In March 2015, the CWG-Stewardship managed to narrow down their list of seven post-transition structural models to two alternative structures, based on input from their first draft proposal, released in December 2014. According to an overview of their second draft proposal, the group has since agreed to focus on a structure that strengthens the separation between the policy development (for policies then implemented through the IANA Functions) and the operational aspects performed by the IANA Functions Operator.
In May 2016, Public Knowledge joined other civil society and public interest groups in reinforcing our support for the timely transition of IANA functions. The following month, NTIA released a report assessing the state of the IANA transition. The report recommended approving and advancing the transition on its scheduled date (September 30, 2016), and offered next steps towards the completion of the process, as well as suggestions for improvements post-transition.
See our official comments on the IANA Stewardship Transition proposal here.
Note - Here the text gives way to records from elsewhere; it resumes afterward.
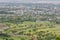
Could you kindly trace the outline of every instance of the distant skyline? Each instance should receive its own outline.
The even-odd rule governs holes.
[[[55,3],[59,4],[60,0],[0,0],[0,2],[8,3]]]

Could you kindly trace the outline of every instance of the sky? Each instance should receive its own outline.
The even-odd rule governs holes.
[[[0,2],[12,3],[60,3],[60,0],[0,0]]]

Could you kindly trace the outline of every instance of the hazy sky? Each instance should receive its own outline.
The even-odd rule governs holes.
[[[0,2],[19,2],[19,3],[60,3],[60,0],[0,0]]]

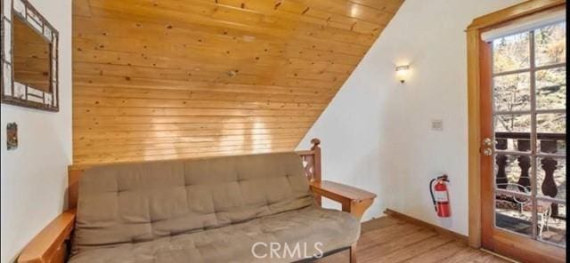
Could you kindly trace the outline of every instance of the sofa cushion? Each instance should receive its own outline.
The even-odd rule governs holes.
[[[204,231],[314,203],[296,153],[97,166],[79,181],[73,253]]]
[[[351,214],[312,205],[149,242],[88,247],[69,262],[291,262],[318,254],[319,250],[331,251],[348,247],[359,235],[360,224]],[[276,252],[273,254],[269,251],[272,243],[280,247],[275,249],[278,245],[273,245]],[[285,250],[285,246],[289,249]]]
Enhancing ICANN Accountability Process: Where We Stand
In the fall of 2015, the Cross Community Working Group on Enhancing ICANN Accountability (CCWG-Accountability) did an inventory of accountability issues that need to be reformed at ICANN. Their work can be divided into two work streams:
- Work Stream 1 covers accountability reforms that must be set in place before the stewardship can occur. This is to ensure that ICANN remains accountable in the absence of its contractual relationship with the U.S. Government. The work includes getting affirmation of commitments and incorporating them into existing accountability measures, such as ICANN bylaws, as well as fostering community empowerment to give members of the multistakeholder community more rights with respect to the consideration and development of the ICANN budget and the ICANN board, including the board’s oversight of the IANA operations and the ability to appoint and remove members.
- Work Stream 2 covers other topics that will be settled after the IANA transition takes place. The working group has specifically requested feedback from the global community on the issues they feel should be discussed in the post-transition phase. Currently, this track is discussing the ICANN information disclosure policy, whistleblower policy, as well as how to enhance ICANN diversity.
See our official comments on the Enhancing ICANN Accountability proposal here.
What is the role of civil society?
Civil society plays a central role in ensuring that the transition of IANA functions occurs in a transparent manner and with sufficient accountability mechanisms in place. Overall, there has been a greater call and emphasis for the working groups to liaise with civil society and garner greater participation and input. Opportunities for civil society and the general public to provide feedback and increase their participation include meetings, webinars, and the submission of public comments. Despite the complexity of the topics and the timeframe of the process, working group leaders have provided many resources on the transition and emphasized that it is not too late to join the process and to provide input.